Inspiration. Ses doigts enroulés autour de sa tasse lui apportèrent de la chaleur.

— Si je prends un médicament, c’est parce que j’ai des hallucinations. Ça fait plus de trois ans. Je croyais que c’était fini, mais hier… C’est pour ça que j’ai eu cette sorte de crise. J’ai eu peur.

Le bord de sa tasse était fendillé et la petite cuillère mal lavée. On avait mis un spéculoos avec son sucre, mais elle n’osait pas le prendre. Ni bouger. Ni respirer.

— Quel genre d’hallucinations ? demanda Meyline sur la pointe de sa voix.

— Ça fait comme un masque sur…

Elle s’interrompit. Non, ça ne faisait pas « comme un masque ».

— Le visage des gens se déforme. C’est très… je peux pas le décrire.

« Je ne veux pas le décrire » se corrigea-t-elle en-dedans. Parce que l’image était encore parfaitement nette sur ses rétines, une vraie photo, consultable à tout moment, surtout quand elle ne le voulait pas.

— De tout le monde ? s’enquit Hugo avec surprise.

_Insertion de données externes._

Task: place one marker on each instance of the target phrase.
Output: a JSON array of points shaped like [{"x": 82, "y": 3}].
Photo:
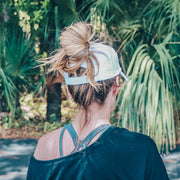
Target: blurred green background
[{"x": 146, "y": 36}]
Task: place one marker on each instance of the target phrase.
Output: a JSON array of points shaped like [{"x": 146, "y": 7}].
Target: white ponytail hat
[{"x": 108, "y": 66}]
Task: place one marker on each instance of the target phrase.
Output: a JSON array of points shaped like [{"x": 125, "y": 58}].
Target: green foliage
[{"x": 17, "y": 62}]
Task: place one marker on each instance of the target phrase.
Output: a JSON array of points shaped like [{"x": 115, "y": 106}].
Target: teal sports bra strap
[
  {"x": 84, "y": 143},
  {"x": 73, "y": 134}
]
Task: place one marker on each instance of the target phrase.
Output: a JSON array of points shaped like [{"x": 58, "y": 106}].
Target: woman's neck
[{"x": 89, "y": 119}]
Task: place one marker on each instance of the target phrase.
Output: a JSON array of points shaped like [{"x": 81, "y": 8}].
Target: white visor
[{"x": 108, "y": 66}]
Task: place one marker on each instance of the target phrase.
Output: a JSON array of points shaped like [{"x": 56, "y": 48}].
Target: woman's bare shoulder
[{"x": 48, "y": 146}]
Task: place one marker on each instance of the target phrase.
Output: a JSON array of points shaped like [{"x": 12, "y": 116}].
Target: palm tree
[{"x": 147, "y": 40}]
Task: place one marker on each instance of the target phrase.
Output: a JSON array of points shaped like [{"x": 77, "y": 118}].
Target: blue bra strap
[
  {"x": 81, "y": 144},
  {"x": 60, "y": 141},
  {"x": 73, "y": 133},
  {"x": 84, "y": 143},
  {"x": 96, "y": 131}
]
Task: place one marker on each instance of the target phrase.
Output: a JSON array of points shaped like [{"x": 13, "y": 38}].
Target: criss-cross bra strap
[
  {"x": 73, "y": 134},
  {"x": 80, "y": 144},
  {"x": 84, "y": 143}
]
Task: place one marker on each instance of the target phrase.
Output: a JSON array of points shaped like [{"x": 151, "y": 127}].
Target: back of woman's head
[{"x": 75, "y": 59}]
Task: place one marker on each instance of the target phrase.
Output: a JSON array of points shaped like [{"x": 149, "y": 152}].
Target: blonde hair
[{"x": 75, "y": 42}]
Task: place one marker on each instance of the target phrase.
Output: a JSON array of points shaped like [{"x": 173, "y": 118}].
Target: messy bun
[{"x": 75, "y": 42}]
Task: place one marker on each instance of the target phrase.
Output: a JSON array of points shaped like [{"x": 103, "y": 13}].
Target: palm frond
[{"x": 145, "y": 103}]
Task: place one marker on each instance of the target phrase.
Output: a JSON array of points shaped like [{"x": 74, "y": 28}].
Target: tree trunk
[{"x": 54, "y": 102}]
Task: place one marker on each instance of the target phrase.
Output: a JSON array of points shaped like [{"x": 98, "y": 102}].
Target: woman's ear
[{"x": 116, "y": 86}]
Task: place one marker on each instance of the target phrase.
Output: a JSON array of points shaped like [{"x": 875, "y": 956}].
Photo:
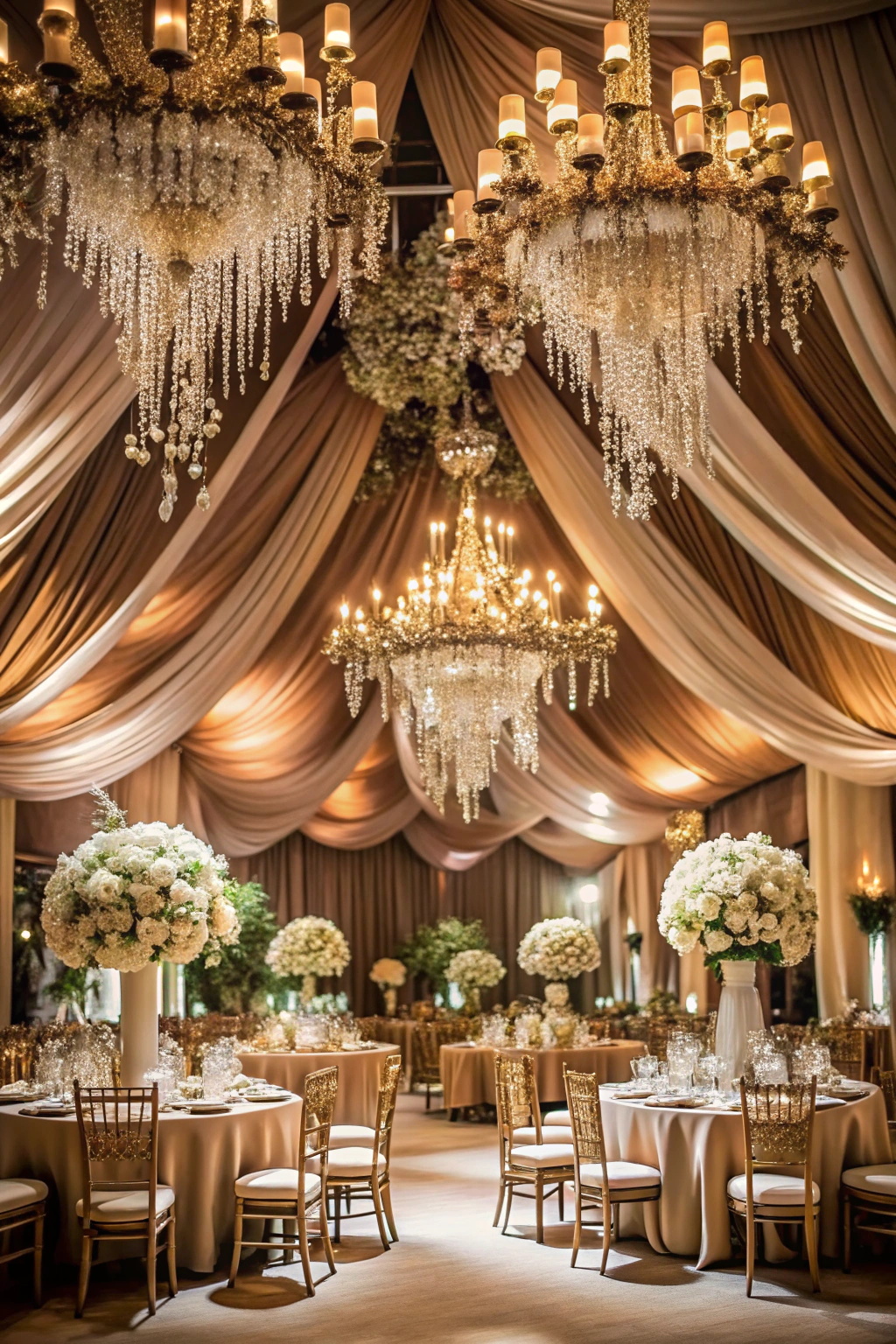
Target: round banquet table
[
  {"x": 468, "y": 1071},
  {"x": 359, "y": 1075},
  {"x": 699, "y": 1151},
  {"x": 199, "y": 1156}
]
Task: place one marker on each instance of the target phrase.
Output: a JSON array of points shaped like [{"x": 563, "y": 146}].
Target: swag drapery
[{"x": 757, "y": 613}]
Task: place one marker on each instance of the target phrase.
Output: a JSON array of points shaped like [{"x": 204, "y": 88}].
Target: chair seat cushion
[
  {"x": 351, "y": 1136},
  {"x": 621, "y": 1175},
  {"x": 556, "y": 1117},
  {"x": 354, "y": 1163},
  {"x": 543, "y": 1155},
  {"x": 128, "y": 1206},
  {"x": 20, "y": 1191},
  {"x": 276, "y": 1183},
  {"x": 556, "y": 1135},
  {"x": 768, "y": 1188},
  {"x": 872, "y": 1180}
]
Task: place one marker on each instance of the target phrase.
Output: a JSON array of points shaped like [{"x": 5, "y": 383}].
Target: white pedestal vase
[
  {"x": 138, "y": 1023},
  {"x": 739, "y": 1012}
]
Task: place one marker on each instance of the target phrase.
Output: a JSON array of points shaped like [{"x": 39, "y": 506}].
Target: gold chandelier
[
  {"x": 462, "y": 654},
  {"x": 192, "y": 176},
  {"x": 657, "y": 256}
]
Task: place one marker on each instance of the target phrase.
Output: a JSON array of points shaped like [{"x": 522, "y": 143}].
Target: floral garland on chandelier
[
  {"x": 403, "y": 351},
  {"x": 192, "y": 176},
  {"x": 133, "y": 894}
]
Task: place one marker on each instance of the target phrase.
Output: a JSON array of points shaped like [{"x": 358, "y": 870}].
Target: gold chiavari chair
[
  {"x": 361, "y": 1171},
  {"x": 599, "y": 1183},
  {"x": 524, "y": 1158},
  {"x": 778, "y": 1130},
  {"x": 120, "y": 1125},
  {"x": 293, "y": 1194},
  {"x": 23, "y": 1205}
]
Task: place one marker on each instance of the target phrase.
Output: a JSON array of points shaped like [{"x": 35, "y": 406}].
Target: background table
[
  {"x": 359, "y": 1077},
  {"x": 468, "y": 1071},
  {"x": 699, "y": 1151},
  {"x": 199, "y": 1156}
]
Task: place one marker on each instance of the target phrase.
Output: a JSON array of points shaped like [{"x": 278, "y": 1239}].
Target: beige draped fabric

Liv secoua la tête et prit une gorgée de chocolat pour se donner du courage. Elle se força à les regarder pour dire la suite, ouvrant à l’aveugle son spéculoos. Meyline et Hugo avaient cet air scrutateur et curieux des gens qui ne vivent rien de semblable avec ce qu’on leur raconte. Mais ils lui sourirent quand elle releva le nez, comprenant son effort, comprenant même sûrement son attitude au quotidien. Hugo avait retiré son bonnet, dégageant son grand front et ses oreilles décollées. Ses cheveux en pagaille étaient le reflet raté de la coupe hérissée de Meyline, dont les ailes du nez frémissaient au-dessus de ses lèvres qu’elle mordillait.

— Non, dit Liv avec une assurance qu’elle ne se connaissait pas, les visages déformés sont ceux des gens qui vont mourir bientôt.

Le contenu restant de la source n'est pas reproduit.